Even if total excision techniques have been used less in the past few years, a combination of deep excision and single-step replacement of epidermal–dermal components with a dermal substitute covered by split‑thickness autologous skin graft was described. This surgical option, owing to the deep excision that facilitates complete removal of diseased tissue, may ultimately avoid the recurrence of rhinophyma and contribute to a full skin repair leading to satisfactory functional and aesthetic outcome33.


Patients with rhinophyma usually seek assistance because of cosmetic disfigurement and nasal obstruction. The ‘ideal’ treatment should be characterised by minimal bleeding, allowing accurate removal of the diseased tissue to the desired depth, without risk of exposure of any underlying osteocartilagineous structures, in case of excessive and/or defective removal, or risk of recurrence27. The need for histologic evaluation of excised tissue is generally accepted, because of the risk of malignancies associated with rhinophyma16.

Although many treatment options have been described, there is no agreement on the ideal treatment for rhinophyma. However, it is generally accepted that surgery offers the only chance of cure by removing the hypertrophied tissue. Most of the described techniques demonstrated specific advantages and disadvantages, and no single method seems to be free of complications, with all carrying a degree of morbidity. Many authors have described a combination of treatment methods that work complementarily, decreasing complication rates, and improving cosmetic and functional outcomes.

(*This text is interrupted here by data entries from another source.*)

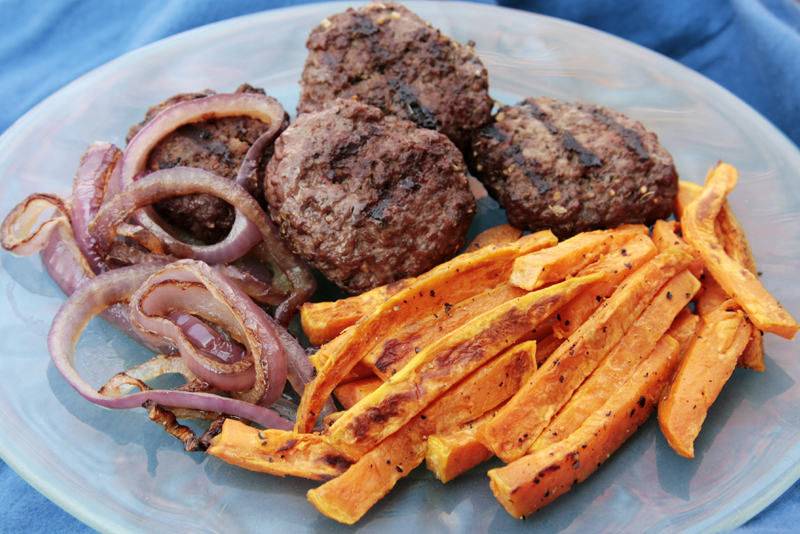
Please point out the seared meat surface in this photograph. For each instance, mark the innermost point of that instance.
(367, 198)
(573, 168)
(388, 57)
(217, 145)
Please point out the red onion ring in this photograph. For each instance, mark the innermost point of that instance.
(243, 235)
(206, 339)
(194, 287)
(94, 296)
(91, 180)
(15, 232)
(186, 180)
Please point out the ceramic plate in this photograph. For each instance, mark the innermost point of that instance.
(120, 473)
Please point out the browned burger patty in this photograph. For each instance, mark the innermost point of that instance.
(388, 57)
(217, 145)
(366, 198)
(573, 168)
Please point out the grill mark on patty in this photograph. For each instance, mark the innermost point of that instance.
(587, 157)
(541, 186)
(407, 97)
(632, 140)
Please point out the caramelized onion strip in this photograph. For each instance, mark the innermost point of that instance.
(96, 295)
(180, 181)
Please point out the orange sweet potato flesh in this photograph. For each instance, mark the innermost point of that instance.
(731, 234)
(279, 452)
(526, 485)
(395, 351)
(568, 257)
(698, 225)
(617, 265)
(439, 366)
(526, 415)
(621, 362)
(350, 496)
(703, 371)
(324, 321)
(452, 453)
(547, 347)
(352, 392)
(665, 235)
(683, 329)
(497, 235)
(463, 276)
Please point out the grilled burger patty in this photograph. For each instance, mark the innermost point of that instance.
(573, 167)
(217, 145)
(388, 57)
(367, 198)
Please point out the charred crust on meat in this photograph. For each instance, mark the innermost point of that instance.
(383, 200)
(386, 56)
(572, 168)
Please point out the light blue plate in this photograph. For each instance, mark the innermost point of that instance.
(120, 473)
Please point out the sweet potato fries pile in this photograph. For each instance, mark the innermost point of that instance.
(547, 355)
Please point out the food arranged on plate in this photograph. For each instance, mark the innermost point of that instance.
(545, 342)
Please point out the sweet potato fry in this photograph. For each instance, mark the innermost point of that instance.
(348, 497)
(617, 265)
(617, 367)
(452, 453)
(395, 351)
(358, 372)
(703, 370)
(497, 235)
(352, 392)
(524, 486)
(324, 321)
(742, 285)
(439, 366)
(732, 236)
(547, 346)
(520, 422)
(683, 328)
(453, 281)
(665, 235)
(557, 263)
(279, 452)
(687, 193)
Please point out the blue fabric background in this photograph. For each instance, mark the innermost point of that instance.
(750, 47)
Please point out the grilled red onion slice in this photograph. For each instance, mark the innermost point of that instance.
(206, 339)
(186, 180)
(243, 235)
(97, 165)
(96, 295)
(15, 232)
(194, 287)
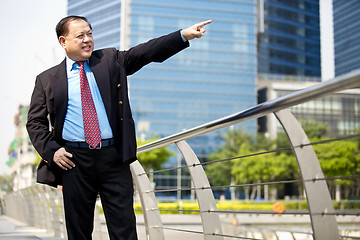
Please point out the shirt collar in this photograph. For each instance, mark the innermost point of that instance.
(70, 63)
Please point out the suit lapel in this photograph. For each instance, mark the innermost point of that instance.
(101, 74)
(59, 88)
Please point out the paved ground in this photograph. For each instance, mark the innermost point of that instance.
(11, 229)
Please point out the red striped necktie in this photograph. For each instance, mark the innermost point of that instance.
(91, 124)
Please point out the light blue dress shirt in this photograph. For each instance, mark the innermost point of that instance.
(73, 126)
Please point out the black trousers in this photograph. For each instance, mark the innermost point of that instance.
(99, 171)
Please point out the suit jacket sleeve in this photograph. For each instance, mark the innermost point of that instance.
(155, 50)
(41, 109)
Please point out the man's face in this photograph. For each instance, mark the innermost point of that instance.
(78, 43)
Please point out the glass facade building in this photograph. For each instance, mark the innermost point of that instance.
(213, 78)
(346, 15)
(290, 44)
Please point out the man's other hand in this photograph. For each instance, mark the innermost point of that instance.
(62, 159)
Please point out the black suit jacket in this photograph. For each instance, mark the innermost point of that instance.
(111, 68)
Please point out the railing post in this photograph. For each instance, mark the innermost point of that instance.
(210, 219)
(151, 213)
(317, 193)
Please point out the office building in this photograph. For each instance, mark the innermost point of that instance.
(340, 111)
(346, 15)
(215, 77)
(290, 43)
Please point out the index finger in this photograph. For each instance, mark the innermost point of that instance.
(204, 23)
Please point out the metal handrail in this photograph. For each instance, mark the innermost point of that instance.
(343, 82)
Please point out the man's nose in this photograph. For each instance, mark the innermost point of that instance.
(87, 38)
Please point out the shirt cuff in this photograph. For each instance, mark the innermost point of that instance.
(182, 37)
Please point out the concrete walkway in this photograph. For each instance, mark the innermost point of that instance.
(11, 229)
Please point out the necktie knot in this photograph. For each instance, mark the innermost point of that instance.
(80, 63)
(91, 124)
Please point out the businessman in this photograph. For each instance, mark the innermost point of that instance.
(90, 141)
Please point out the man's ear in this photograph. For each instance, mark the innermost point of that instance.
(62, 41)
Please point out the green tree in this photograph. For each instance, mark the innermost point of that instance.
(340, 158)
(219, 173)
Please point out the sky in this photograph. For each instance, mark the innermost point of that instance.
(28, 47)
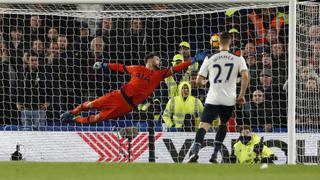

In the authors’ experience, the use of combined techniques represents the right choice among the wide spectrum of available surgical options for rhinophyma management. This is particularly valid in case of severe rhinophyma, which requires the excision of a large amount of diseased tissue with higher risk of recurrence, higher intraoperative and postoperative complication rates (bleeding, pain, unpleasant scars), and difficult shape contouring for preserving the aesthetic unit of
the nose.

The technique currently preferred by the authors is decortication through a combined use of cold scalpel (which allows an accurate removal of rhinophymatous tissue) and electrocautery (which is really useful to control the bleeding). From their clinical experience it seems to be a reliable, safe, and quick method for rhinophyma correction.